As investigações apontam que o proprietário de uma empresa em Campina Grande, Eraldo Alves de Sousa, liderava a organização criminosa. Em janeiro, a sede da empresa e a residência dele foram alvos de mandados de busca e apreensão. Além do líder, foram indiciados Antônio de Jesus, identificado como o falsificador, e os operadores Olavo e Eri, responsáveis por captar clientes.
O grupo responderá pelos crimes de associação criminosa, estelionato, falsidade documental e publicidade enganosa.
Segundo a apuração policial, a empresa era usada para dar uma aparência de legalidade aos cursos, que eram falsamente associados a uma universidade do Paraguai. Embora o líder do esquema tivesse conexões com a instituição estrangeira, os diplomas fraudulentos eram emitidos em nome de diversas universidades, tanto do exterior quanto de outros estados brasileiros.
As vítimas, em sua maioria professores da rede pública de ensino, eram iludidas a pagar por mensalidades, bancas examinadoras e supostos processos de revalidação. Elas investiam em um curso sem qualquer validade jurídica ou reconhecimento pelo Ministério da Educação (MEC).
A operação policial se estendeu até o Espírito Santo, onde foi cumprido um mandado contra Antônio de Jesus, o operador responsável pela criação e envio dos diplomas falsificados. Na Paraíba, a captação de vítimas concentrou-se na região do Curimataú, em cidades como Barra de Santa Rosa, Cuité e Picuí, mas também alcançou localidades do Rio Grande do Norte e de Pernambuco, totalizando cerca de 90 lesados só no estado paraibano.
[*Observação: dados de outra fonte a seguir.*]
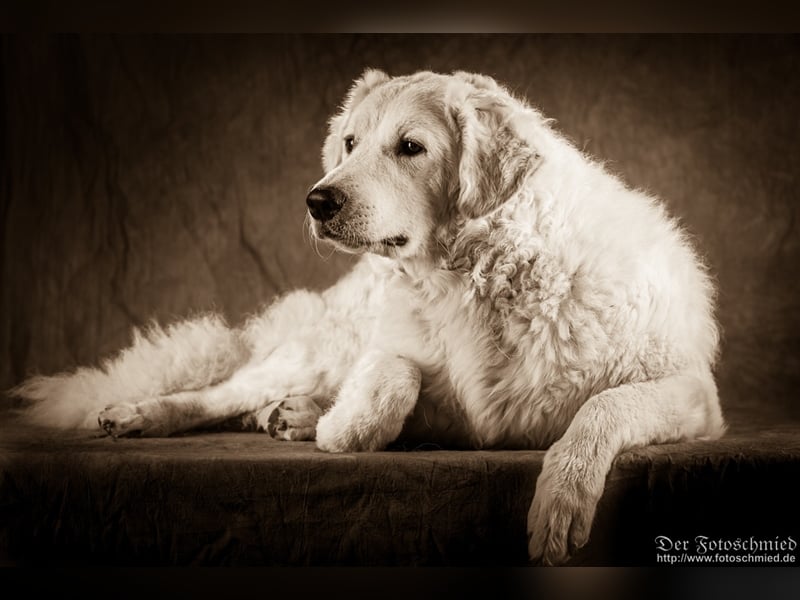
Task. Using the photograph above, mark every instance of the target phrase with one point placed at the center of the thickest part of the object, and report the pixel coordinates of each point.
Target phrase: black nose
(324, 203)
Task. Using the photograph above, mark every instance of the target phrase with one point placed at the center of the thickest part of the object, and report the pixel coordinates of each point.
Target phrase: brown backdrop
(150, 177)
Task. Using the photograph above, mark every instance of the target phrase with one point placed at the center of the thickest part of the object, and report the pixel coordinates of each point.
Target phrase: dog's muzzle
(324, 203)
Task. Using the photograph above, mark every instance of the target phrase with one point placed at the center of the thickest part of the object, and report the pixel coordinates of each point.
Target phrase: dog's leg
(372, 405)
(680, 407)
(279, 378)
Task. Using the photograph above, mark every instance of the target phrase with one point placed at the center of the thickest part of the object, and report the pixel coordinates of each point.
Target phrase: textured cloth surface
(245, 499)
(154, 177)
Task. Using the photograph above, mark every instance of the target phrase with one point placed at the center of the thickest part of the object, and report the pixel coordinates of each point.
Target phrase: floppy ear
(332, 148)
(495, 159)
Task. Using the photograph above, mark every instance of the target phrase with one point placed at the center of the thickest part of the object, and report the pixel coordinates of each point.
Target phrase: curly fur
(513, 294)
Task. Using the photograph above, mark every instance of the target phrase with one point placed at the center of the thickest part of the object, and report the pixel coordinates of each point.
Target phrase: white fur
(536, 302)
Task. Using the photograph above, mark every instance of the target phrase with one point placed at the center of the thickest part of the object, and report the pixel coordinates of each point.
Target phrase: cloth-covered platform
(244, 499)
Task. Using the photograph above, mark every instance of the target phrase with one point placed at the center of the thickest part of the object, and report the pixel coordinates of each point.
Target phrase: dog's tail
(187, 355)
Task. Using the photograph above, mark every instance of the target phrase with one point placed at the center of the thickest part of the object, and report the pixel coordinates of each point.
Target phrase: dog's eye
(410, 148)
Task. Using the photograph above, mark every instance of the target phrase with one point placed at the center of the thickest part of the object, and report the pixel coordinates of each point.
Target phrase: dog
(510, 293)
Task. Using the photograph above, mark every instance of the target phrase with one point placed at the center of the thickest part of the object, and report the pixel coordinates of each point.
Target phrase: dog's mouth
(356, 243)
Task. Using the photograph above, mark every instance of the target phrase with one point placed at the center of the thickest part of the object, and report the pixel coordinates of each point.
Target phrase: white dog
(512, 294)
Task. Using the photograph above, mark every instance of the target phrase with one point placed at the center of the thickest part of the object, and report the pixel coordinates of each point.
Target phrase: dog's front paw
(292, 419)
(563, 507)
(340, 431)
(122, 420)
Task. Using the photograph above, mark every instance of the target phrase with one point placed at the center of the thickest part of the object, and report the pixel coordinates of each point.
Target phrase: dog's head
(408, 155)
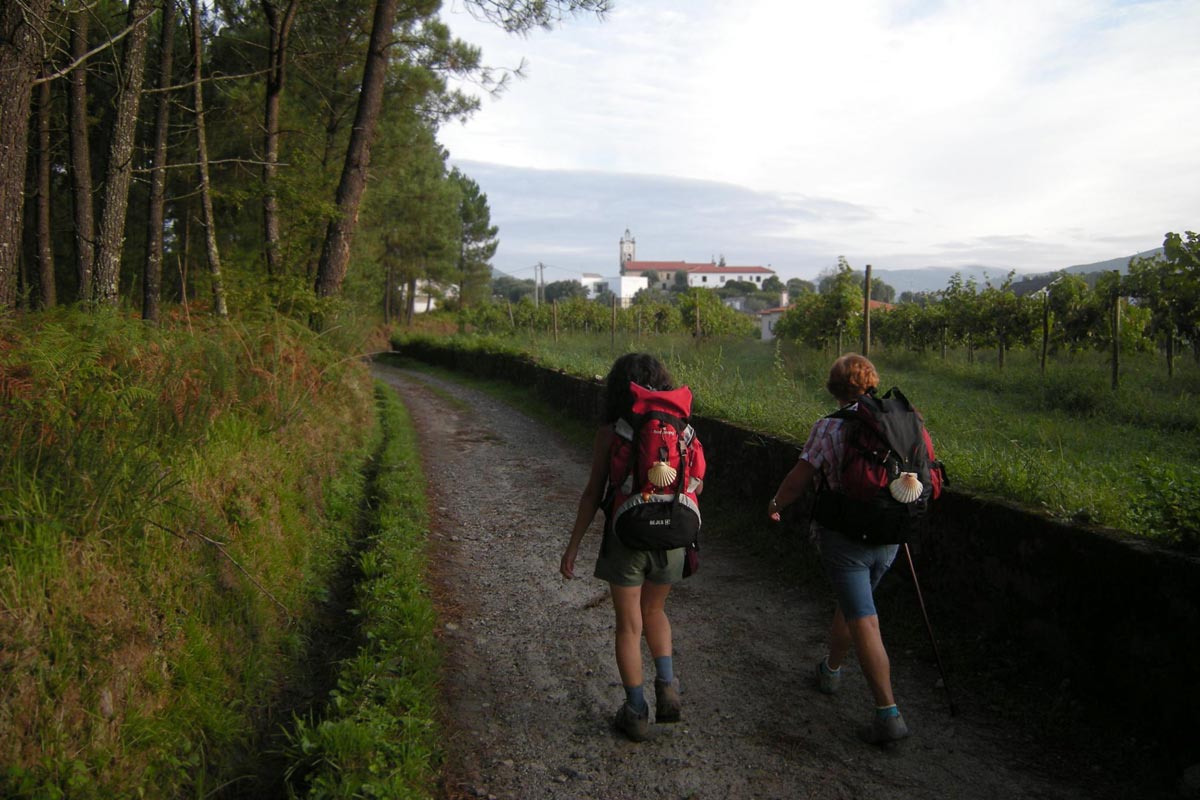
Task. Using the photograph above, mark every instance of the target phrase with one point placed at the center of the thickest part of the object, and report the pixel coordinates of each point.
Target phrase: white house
(711, 275)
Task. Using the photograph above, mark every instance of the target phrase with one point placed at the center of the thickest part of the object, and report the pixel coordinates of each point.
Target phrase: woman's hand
(567, 566)
(773, 510)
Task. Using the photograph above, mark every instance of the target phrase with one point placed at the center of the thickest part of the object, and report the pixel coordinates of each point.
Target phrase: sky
(903, 133)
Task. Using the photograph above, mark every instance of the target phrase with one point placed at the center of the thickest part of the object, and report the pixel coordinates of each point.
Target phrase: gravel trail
(532, 686)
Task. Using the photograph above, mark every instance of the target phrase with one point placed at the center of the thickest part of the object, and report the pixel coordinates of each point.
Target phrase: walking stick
(933, 641)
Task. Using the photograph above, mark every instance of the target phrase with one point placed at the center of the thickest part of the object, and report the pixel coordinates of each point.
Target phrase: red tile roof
(691, 266)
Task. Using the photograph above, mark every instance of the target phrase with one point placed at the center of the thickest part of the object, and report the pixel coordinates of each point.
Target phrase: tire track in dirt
(532, 686)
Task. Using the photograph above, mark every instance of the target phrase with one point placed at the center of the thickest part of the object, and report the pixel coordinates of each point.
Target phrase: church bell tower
(628, 250)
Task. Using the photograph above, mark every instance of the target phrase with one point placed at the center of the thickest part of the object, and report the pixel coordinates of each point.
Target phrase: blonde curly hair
(851, 376)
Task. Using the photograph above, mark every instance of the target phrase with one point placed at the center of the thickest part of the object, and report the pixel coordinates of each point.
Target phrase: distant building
(711, 275)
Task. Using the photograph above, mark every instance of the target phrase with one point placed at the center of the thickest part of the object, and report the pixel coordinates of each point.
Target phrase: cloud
(792, 131)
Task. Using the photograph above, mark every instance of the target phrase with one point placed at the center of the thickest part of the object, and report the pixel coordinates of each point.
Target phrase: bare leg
(873, 657)
(628, 603)
(839, 639)
(654, 618)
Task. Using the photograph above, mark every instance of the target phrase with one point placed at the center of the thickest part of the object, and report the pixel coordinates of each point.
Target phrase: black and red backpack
(889, 473)
(655, 470)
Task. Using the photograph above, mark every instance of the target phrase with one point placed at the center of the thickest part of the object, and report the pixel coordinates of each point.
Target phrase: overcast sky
(901, 133)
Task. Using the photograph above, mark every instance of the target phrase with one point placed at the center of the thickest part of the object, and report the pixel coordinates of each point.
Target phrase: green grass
(377, 737)
(1065, 443)
(171, 513)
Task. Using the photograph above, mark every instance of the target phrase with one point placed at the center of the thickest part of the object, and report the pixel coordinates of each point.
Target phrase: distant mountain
(935, 278)
(1121, 264)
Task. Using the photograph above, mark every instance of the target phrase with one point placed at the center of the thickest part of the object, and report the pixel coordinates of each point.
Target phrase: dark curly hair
(641, 368)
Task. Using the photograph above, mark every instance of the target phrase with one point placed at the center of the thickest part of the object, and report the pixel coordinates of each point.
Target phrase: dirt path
(532, 685)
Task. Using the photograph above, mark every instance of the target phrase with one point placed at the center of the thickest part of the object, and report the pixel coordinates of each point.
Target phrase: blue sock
(636, 698)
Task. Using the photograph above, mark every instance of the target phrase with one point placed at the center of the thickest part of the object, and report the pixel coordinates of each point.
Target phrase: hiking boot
(633, 723)
(828, 680)
(667, 705)
(883, 731)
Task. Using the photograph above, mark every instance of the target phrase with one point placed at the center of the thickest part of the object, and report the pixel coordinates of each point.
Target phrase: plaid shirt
(827, 440)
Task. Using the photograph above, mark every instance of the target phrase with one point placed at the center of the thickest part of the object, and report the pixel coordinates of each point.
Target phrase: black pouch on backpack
(863, 521)
(661, 525)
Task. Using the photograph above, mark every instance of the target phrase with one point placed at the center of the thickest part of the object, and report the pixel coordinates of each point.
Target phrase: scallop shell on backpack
(906, 488)
(661, 474)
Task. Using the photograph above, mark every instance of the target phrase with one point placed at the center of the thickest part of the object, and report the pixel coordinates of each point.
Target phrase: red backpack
(655, 468)
(889, 473)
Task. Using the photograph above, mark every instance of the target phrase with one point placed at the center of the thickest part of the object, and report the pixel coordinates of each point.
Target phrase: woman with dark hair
(855, 567)
(639, 579)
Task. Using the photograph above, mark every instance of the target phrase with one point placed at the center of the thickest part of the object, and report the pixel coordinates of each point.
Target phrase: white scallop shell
(906, 488)
(661, 474)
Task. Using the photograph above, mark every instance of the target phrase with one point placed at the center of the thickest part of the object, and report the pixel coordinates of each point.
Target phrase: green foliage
(165, 539)
(1168, 503)
(378, 734)
(1063, 441)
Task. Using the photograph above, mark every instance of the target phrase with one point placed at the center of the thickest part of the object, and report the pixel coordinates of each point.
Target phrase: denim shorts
(623, 566)
(853, 569)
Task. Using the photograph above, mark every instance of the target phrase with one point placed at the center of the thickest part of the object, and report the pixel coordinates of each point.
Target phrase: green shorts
(623, 566)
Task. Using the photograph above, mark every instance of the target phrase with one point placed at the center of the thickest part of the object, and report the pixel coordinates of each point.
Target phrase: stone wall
(1115, 614)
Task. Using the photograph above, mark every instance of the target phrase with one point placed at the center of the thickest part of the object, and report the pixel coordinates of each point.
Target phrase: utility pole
(867, 313)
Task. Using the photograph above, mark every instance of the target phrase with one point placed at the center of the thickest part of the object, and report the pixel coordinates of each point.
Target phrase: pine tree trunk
(335, 253)
(151, 280)
(81, 162)
(202, 157)
(279, 28)
(47, 296)
(21, 42)
(119, 174)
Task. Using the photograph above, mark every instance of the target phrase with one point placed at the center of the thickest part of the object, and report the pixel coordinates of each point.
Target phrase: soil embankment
(532, 686)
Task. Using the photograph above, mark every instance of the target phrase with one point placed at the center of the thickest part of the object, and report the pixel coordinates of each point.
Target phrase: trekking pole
(929, 627)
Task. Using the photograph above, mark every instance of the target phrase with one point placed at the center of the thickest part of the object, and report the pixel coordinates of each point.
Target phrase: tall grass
(1063, 441)
(172, 503)
(378, 737)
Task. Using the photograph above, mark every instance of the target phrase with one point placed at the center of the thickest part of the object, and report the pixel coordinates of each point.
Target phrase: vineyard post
(1045, 328)
(613, 332)
(867, 313)
(1116, 335)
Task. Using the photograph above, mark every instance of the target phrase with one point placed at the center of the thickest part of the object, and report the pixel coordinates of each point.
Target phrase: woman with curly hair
(855, 567)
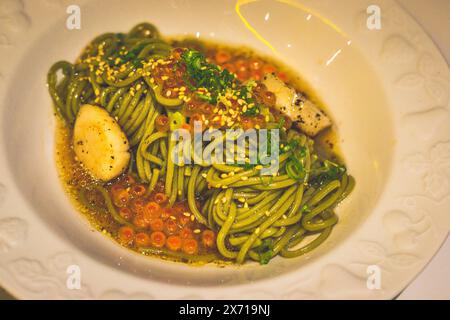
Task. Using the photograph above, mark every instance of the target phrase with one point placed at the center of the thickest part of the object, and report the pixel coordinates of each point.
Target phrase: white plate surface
(387, 90)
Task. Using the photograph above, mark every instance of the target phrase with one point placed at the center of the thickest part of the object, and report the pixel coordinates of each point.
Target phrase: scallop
(99, 143)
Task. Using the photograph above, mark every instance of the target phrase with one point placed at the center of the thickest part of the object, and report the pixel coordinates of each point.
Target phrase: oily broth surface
(74, 177)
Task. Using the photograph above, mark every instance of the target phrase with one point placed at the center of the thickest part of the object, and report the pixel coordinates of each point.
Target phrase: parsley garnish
(207, 75)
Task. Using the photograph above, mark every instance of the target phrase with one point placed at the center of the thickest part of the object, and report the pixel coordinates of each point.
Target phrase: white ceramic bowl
(387, 91)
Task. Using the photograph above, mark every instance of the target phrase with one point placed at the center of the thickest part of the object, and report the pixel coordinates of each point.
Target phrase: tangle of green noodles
(256, 217)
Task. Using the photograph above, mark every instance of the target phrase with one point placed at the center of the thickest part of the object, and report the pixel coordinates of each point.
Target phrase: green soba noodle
(255, 216)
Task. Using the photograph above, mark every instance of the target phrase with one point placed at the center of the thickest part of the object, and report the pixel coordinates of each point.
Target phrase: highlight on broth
(118, 107)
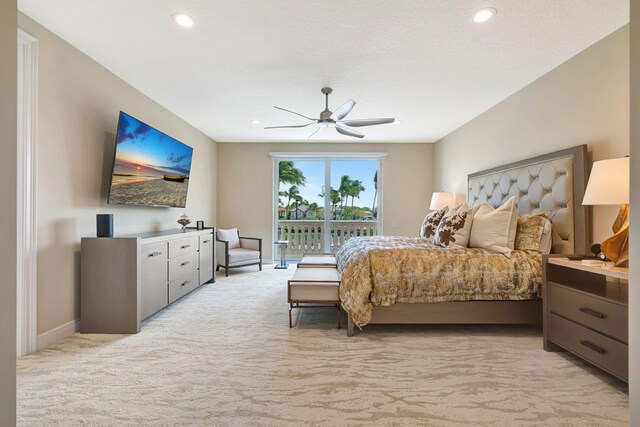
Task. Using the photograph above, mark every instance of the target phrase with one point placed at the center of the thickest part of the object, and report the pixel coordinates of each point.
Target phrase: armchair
(235, 251)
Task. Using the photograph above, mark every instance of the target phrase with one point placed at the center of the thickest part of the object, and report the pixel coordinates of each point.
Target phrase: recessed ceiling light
(183, 20)
(483, 15)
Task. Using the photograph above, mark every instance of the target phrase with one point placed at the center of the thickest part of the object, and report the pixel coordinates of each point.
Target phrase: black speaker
(104, 225)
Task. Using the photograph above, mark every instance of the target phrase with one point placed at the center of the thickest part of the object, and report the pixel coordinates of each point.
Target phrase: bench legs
(293, 305)
(350, 328)
(290, 322)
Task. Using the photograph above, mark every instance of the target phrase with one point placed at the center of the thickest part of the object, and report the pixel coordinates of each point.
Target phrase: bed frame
(555, 182)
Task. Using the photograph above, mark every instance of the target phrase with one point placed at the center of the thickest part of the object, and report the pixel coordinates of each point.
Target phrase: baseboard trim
(56, 334)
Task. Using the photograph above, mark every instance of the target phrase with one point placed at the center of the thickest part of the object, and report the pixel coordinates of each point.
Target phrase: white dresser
(127, 279)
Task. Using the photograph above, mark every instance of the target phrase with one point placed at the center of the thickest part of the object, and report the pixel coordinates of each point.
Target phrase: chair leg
(290, 321)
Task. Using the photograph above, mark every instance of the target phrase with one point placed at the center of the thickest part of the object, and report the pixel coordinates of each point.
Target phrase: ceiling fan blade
(293, 112)
(343, 110)
(287, 127)
(349, 132)
(366, 122)
(315, 133)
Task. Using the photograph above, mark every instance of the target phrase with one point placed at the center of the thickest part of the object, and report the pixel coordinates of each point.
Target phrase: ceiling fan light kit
(334, 119)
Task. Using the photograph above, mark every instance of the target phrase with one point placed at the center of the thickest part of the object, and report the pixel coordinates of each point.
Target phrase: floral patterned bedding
(381, 271)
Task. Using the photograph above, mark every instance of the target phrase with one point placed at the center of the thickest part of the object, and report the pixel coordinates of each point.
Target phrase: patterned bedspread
(381, 271)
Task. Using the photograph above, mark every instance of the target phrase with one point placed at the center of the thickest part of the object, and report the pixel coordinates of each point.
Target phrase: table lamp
(440, 199)
(609, 185)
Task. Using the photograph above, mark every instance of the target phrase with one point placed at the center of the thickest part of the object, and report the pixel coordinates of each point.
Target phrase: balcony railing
(307, 236)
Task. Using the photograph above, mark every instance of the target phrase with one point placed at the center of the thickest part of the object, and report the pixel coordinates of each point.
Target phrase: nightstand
(586, 312)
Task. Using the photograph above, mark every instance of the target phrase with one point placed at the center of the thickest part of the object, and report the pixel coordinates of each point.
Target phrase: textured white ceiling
(421, 61)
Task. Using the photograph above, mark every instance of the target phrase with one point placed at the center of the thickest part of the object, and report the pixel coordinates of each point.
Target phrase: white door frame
(327, 158)
(27, 250)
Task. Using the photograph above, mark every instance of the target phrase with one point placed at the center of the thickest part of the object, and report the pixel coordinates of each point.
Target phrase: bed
(383, 278)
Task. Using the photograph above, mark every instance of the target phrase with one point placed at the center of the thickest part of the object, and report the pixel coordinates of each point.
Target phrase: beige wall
(634, 237)
(583, 101)
(8, 108)
(78, 112)
(245, 185)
Muitos dos professores, sem saber da fraude, utilizaram os diplomas falsos para obter promoções e avançar na carreira. Após a descoberta do golpe, as instituições de ensino cancelaram os benefícios e, em alguns casos, exoneraram os profissionais por apresentação de documentação falsa. O esquema também prejudicou a reputação de várias universidades brasileiras, que tiveram seus nomes e símbolos utilizados indevidamente nos certificados fraudulentos.